For Release: April 13, 2018 – Jamie Dukes, Office of Communications (405) 271-5601
The Oklahoma State Department of Health (OSDH) joined efforts with the U.S. Department of Health and Human Services in the agency’s largest patient movement exercise in history. The purpose of the exercise was to test the nationwide ability to move patients with highly infectious diseases safely to regional treatment centers when state capacity is exceeded.
Scott Sproat is the director of the Emergency Preparedness and Response Service at the OSDH. He said it is important for Oklahomans to know the state’s medical system is capable of handling patients with infectious diseases such as Ebola in a real-world incident.
“This exercise is just one component of the process,” said Sproat. “It allows us to practice transporting a patient out of state to a regional treatment center in the event the Bio-Containment Unit at OU Medical Center is at a maximum capacity. Oklahomans should feel confident we have the resources to treat a patient here if necessary.”
Throughout the exercise, participants react as if the incident was real.
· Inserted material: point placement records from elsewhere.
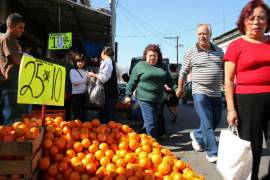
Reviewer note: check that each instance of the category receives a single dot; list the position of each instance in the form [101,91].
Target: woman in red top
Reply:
[247,78]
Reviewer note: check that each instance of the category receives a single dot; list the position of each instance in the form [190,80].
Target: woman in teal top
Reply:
[148,79]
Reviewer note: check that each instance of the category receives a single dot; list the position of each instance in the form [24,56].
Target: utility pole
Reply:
[113,22]
[177,45]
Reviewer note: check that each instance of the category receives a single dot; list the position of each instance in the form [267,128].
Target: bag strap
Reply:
[233,129]
[79,73]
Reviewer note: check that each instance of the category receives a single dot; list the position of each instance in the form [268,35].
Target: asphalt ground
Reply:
[179,142]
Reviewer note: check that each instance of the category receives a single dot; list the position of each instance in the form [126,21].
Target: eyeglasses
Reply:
[251,19]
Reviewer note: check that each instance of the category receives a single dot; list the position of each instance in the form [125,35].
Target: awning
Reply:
[85,23]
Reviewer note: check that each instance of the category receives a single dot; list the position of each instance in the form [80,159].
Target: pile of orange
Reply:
[91,150]
[20,131]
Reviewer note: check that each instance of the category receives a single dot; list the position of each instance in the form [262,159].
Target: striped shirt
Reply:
[206,69]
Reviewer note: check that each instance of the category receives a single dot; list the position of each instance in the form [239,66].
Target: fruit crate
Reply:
[21,158]
[49,113]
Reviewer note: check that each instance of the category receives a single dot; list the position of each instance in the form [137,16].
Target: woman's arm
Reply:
[76,78]
[229,92]
[132,83]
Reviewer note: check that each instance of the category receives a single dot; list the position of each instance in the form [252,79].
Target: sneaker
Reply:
[196,146]
[212,159]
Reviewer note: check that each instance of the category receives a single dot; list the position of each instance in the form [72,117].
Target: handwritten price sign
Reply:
[60,40]
[41,82]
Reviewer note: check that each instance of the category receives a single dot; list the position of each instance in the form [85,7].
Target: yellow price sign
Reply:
[60,41]
[41,82]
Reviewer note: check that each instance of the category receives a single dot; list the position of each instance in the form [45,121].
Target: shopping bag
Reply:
[96,93]
[234,155]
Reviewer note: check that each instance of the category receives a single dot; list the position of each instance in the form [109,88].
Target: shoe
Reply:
[196,146]
[212,159]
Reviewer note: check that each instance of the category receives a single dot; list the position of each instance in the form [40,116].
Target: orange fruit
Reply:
[123,145]
[125,129]
[130,157]
[156,158]
[47,143]
[53,150]
[86,143]
[139,173]
[133,144]
[111,124]
[101,137]
[77,146]
[60,143]
[58,157]
[29,135]
[181,165]
[144,162]
[104,147]
[53,170]
[50,128]
[164,168]
[80,155]
[104,161]
[99,154]
[176,176]
[44,163]
[91,168]
[147,148]
[100,172]
[75,133]
[85,176]
[121,177]
[74,176]
[120,162]
[70,153]
[19,132]
[95,122]
[58,120]
[58,131]
[93,148]
[63,166]
[66,130]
They take the necessary actions and employ the appropriate resources to manage and protect the patients, the workforce and the environment, and safely transport the patients.
Oklahoma was only one segment of a national exercise scenario where seven people acted as patients with Ebola symptoms in different regions of the country. The “patient” in the local scenario presented themselves at Norman Regional Hospital where health care workers practiced collecting and shipping samples for diagnostic testing to the OSDH Public Health Lab, which is the only laboratory in the state approved to run the necessary tests to diagnose patients with Ebola.
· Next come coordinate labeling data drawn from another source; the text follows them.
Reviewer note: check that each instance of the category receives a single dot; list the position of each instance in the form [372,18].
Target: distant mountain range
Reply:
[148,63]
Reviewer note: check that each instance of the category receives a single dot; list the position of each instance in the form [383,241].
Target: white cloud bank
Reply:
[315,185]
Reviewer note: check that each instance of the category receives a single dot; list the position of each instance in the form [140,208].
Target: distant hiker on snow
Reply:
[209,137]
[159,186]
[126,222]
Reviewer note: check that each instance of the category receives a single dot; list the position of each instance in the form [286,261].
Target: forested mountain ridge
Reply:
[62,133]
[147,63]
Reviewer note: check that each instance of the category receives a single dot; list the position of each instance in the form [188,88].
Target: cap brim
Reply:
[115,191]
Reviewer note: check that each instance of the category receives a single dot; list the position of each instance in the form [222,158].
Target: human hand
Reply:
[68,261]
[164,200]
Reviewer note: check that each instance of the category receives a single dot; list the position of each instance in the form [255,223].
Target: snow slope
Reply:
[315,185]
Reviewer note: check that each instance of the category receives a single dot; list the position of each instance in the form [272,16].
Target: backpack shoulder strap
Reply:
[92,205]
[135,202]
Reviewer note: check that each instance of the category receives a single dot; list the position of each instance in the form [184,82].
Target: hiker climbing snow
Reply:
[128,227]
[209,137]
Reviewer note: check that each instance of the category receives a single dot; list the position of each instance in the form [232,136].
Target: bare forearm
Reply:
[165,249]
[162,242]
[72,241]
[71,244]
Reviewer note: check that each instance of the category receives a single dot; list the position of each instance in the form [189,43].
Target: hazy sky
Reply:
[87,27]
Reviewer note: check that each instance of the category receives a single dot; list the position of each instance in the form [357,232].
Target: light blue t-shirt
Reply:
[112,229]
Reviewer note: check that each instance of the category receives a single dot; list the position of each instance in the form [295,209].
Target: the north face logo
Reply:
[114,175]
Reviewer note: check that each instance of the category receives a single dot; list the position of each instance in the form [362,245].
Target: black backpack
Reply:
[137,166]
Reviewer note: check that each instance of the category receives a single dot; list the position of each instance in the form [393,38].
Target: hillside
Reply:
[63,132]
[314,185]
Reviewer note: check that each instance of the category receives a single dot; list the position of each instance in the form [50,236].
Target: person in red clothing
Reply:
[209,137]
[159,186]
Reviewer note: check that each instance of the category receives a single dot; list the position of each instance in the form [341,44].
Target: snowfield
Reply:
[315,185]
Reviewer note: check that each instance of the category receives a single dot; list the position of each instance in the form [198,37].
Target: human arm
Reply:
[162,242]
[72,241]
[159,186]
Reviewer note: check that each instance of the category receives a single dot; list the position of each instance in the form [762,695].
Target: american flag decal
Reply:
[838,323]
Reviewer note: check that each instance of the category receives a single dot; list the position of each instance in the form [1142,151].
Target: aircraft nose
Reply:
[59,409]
The scenario confirmed the patient with a diagnosis of Ebola. Health care workers and emergency responders from EMSA then practiced using isolation techniques and personal protective equipment while transporting the patient to a medically equipped aircraft at Will Rogers World Airport. The patient was then taken by air to a regional treatment center at the University of Texas Medical Branch in Galveston, Texas.
Upon completion of the exercise, participants gather to assess the exercise, compare actions across the country, and share best practices for moving patients with highly infectious diseases.